How Costs Change With Age
Healthcare spending follows a predictable arc over a lifetime, and it’s far from evenly distributed. After the first year of life (which carries its own elevated costs), spending stays relatively low through childhood and young adulthood, rises slowly through middle age, and then climbs steeply after 50.
The numbers tell a striking story. Annual spending for a 20-year-old averages around $1,448, while a 65-year-old averages $10,245 per year. By age 85, that figure reaches $17,071. People 85 and older consume roughly three times as much healthcare per person as those aged 65 to 74, and twice as much as those 75 to 84.
Zoom out to a lifetime perspective and the pattern is even more dramatic. Only about a fifth of total lifetime healthcare spending occurs during the first half of life. Nearly half, around 48.6 percent, accrues after age 65. Young adulthood (ages 20 to 39) accounts for just 12.5 percent of lifetime costs, while the senior years from 65 to 84 account for 36.5 percent. This concentration of spending in later life is a major reason Medicare is such a large and growing part of the federal budget.
Wide Gaps Between States
Where you live also shapes what healthcare costs. Per-capita spending varies dramatically across states. At the high end, Washington D.C. spends $14,381 per person, followed by New York at $14,007 and Alaska at $13,642. At the low end, Utah comes in at just $7,522, with Idaho at $8,148 and Nevada at $8,348. That’s nearly a two-to-one gap between the most and least expensive states.
These differences reflect a mix of factors: local cost of living, how many specialists practice in the area, the health profile of the population, and how aggressively providers price their services. Living in a high-cost state doesn’t necessarily mean you get better care. It often just means the same services carry higher price tags.

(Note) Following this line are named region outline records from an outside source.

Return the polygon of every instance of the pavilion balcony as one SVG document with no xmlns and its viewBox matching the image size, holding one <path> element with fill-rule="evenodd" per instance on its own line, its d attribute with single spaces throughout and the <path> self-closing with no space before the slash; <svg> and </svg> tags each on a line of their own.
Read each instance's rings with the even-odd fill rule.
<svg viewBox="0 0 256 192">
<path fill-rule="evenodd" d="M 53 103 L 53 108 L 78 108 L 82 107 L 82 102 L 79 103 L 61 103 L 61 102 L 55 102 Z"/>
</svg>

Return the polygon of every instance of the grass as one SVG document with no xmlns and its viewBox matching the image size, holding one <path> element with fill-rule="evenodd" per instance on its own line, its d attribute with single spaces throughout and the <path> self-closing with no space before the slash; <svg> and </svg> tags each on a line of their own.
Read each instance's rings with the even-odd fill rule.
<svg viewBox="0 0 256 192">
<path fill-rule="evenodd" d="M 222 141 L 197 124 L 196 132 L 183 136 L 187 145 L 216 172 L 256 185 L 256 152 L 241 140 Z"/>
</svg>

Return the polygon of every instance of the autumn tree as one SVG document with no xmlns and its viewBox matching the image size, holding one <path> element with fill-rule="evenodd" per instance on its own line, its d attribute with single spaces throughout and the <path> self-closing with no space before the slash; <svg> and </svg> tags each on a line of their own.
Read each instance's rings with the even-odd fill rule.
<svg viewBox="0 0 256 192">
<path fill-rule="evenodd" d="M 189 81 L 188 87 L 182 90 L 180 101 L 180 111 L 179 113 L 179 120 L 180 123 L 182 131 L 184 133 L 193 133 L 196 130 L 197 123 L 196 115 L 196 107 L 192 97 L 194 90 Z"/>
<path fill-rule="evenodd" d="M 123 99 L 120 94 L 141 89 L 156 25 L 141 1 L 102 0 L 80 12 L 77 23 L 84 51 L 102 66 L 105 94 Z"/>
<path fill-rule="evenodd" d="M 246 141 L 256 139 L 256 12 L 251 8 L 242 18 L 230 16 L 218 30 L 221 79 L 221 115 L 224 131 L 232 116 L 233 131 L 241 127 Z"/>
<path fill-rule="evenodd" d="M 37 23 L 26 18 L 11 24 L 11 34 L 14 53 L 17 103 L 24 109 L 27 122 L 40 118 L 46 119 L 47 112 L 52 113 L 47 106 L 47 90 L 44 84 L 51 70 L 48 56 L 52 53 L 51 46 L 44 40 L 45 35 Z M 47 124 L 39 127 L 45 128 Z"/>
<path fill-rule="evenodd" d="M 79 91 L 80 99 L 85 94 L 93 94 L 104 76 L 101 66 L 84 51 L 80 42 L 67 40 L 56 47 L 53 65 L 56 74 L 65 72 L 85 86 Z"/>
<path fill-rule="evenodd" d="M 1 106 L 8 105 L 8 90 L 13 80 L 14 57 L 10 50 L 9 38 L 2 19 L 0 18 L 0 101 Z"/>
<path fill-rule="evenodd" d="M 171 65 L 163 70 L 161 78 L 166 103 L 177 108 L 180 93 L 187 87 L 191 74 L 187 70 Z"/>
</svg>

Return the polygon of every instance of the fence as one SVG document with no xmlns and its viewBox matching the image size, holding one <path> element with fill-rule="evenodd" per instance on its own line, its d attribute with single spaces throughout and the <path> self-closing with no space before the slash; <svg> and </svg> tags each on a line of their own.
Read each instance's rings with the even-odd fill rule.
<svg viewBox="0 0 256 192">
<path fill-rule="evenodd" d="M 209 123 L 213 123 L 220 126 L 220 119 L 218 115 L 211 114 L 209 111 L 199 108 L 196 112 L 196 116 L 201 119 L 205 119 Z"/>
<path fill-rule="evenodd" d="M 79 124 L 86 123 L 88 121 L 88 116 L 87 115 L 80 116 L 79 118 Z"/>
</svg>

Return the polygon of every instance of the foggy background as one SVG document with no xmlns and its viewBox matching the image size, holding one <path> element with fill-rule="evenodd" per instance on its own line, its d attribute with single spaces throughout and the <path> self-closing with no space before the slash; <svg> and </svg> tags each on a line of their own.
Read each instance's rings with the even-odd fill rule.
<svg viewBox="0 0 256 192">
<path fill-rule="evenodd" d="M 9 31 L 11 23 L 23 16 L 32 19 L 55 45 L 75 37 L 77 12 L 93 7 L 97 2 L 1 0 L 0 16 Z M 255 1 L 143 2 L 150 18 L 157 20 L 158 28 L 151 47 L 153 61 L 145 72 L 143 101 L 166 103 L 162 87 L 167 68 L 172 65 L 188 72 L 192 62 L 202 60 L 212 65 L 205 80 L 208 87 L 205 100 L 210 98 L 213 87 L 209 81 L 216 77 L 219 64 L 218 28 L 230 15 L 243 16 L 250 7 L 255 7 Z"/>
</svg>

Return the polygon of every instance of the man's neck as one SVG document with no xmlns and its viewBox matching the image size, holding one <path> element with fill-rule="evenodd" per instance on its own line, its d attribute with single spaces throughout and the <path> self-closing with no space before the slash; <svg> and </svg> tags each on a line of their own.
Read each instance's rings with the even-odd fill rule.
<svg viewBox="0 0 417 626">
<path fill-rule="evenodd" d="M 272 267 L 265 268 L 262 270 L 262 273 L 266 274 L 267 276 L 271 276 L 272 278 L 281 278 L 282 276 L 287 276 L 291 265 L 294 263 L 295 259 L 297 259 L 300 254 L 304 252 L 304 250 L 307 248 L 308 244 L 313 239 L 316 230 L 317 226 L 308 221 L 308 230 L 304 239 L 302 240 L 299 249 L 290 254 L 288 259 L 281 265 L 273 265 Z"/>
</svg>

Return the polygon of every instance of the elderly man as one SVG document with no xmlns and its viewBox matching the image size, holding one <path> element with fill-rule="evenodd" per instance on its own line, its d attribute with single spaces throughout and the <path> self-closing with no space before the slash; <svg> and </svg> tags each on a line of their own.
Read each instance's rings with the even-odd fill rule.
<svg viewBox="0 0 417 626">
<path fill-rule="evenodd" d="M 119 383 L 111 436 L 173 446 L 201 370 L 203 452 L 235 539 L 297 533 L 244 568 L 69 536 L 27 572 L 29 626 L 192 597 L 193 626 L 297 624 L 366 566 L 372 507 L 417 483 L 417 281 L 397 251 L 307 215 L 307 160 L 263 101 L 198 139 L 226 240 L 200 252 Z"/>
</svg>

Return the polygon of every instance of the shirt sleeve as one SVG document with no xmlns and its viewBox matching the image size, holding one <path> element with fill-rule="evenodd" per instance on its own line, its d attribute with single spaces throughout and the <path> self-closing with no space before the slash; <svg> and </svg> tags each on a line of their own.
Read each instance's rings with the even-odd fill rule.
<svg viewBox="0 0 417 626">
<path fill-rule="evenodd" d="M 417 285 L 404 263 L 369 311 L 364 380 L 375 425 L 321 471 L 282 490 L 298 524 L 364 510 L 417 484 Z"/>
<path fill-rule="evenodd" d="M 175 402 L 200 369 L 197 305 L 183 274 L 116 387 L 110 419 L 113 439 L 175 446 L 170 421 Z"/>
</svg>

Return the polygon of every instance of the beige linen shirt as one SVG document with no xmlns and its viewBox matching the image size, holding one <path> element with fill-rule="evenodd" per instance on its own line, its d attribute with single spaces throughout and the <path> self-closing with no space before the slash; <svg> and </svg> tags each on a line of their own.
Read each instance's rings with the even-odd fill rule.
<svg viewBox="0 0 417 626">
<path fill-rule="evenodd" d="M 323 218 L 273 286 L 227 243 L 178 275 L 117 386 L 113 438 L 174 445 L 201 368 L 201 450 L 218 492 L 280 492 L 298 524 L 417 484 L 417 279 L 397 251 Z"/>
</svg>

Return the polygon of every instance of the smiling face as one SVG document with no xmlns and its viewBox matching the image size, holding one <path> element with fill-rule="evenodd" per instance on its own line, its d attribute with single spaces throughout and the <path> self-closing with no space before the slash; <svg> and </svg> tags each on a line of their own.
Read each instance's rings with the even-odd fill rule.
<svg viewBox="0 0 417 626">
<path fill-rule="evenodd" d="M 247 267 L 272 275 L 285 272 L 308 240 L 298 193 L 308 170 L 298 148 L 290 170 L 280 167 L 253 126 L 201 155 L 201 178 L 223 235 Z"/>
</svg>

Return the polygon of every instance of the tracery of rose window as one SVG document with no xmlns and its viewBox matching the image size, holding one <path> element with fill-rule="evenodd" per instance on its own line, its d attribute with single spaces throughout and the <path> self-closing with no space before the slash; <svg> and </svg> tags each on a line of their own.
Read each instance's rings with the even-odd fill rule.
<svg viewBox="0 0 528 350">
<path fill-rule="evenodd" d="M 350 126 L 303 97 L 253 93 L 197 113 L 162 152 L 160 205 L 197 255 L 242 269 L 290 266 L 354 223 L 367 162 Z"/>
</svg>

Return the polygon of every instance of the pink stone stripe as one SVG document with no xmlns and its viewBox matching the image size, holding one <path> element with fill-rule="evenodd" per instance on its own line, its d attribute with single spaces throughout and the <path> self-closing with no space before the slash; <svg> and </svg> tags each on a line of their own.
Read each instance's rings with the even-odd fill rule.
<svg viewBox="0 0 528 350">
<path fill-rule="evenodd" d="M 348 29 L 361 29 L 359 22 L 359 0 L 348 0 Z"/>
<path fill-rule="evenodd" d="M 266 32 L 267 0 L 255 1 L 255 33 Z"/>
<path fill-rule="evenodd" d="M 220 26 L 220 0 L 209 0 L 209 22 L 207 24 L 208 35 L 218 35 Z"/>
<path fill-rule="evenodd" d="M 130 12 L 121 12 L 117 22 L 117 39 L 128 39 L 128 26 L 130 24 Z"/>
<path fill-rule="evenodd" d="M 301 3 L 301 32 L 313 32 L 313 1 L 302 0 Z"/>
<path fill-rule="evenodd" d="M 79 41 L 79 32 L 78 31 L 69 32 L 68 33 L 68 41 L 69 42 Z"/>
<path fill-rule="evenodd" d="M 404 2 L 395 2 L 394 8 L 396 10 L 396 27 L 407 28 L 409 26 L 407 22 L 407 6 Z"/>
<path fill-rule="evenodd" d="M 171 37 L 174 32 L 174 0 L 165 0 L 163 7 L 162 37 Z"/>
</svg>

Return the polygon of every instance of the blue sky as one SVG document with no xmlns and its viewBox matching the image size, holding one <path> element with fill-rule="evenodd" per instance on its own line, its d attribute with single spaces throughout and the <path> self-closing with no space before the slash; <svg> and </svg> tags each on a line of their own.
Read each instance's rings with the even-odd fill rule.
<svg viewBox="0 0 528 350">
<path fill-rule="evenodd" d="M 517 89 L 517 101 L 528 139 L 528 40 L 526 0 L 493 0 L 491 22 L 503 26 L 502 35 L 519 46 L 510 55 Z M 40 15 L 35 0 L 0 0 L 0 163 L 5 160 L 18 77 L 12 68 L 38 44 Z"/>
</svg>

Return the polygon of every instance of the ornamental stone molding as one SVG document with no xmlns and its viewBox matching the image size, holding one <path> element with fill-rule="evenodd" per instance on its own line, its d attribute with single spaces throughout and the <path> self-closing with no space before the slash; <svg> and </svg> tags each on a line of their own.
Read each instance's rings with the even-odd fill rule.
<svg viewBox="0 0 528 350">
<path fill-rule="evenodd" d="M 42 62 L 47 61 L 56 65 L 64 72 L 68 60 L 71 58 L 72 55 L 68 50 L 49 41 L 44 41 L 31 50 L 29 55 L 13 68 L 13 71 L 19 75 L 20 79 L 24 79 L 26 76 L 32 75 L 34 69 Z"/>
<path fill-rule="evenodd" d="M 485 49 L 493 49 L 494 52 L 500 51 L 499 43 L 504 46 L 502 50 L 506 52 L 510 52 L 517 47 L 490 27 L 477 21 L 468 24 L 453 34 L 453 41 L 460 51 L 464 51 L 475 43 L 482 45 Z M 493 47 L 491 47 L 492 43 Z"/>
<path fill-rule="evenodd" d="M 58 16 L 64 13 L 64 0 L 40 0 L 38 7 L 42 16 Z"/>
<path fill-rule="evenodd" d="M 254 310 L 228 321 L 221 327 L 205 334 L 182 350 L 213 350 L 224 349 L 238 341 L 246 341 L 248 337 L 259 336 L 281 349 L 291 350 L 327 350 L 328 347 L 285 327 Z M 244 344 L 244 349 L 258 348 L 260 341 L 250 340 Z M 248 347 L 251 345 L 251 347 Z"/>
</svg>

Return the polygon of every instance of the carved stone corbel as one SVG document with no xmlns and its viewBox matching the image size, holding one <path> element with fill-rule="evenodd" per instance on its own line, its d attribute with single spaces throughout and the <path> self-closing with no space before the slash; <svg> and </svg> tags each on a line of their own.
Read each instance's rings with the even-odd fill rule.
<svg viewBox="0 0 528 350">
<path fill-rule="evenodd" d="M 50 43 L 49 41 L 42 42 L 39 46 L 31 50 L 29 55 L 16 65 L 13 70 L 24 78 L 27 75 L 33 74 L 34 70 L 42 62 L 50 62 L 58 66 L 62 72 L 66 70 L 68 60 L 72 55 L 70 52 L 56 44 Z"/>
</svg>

How the U.S. Compares Globally
The United States is a dramatic outlier in healthcare spending. At $14,885 per person (adjusted for purchasing power), the U.S. spends nearly two and a half times the average of other wealthy nations in the Organisation for Economic Co-operation and Development, where the average is $5,967 per person. As a share of GDP, the U.S. devotes 17.2 percent of its economy to healthcare compared to an OECD average of 9.3 percent.
That gap persists despite the fact that the U.S. has shorter life expectancy and higher rates of chronic disease than many peer countries. The premium Americans pay doesn’t translate into better population-level health outcomes. It reflects higher prices for the same services, greater administrative complexity, and more intensive use of expensive technology and specialist care.
Projected Growth Through 2030
Healthcare costs are expected to keep climbing. The CMS Office of the Actuary projects national health spending will grow at an average annual rate of 5.1 percent from 2021 through 2030, with the pace picking up slightly to 5.3 percent annually in the second half of that window (2025 to 2030). That rate consistently outpaces general economic growth, meaning healthcare will consume an even larger share of the economy in the years ahead.
For individuals, this translates to rising premiums, higher deductibles, and growing out-of-pocket costs. For the country, it means an ever-larger portion of federal and state budgets flowing toward Medicare, Medicaid, and other public health programs, leaving less room for other priorities. The trajectory has been remarkably consistent for decades, and nothing in current policy is expected to fundamentally alter it.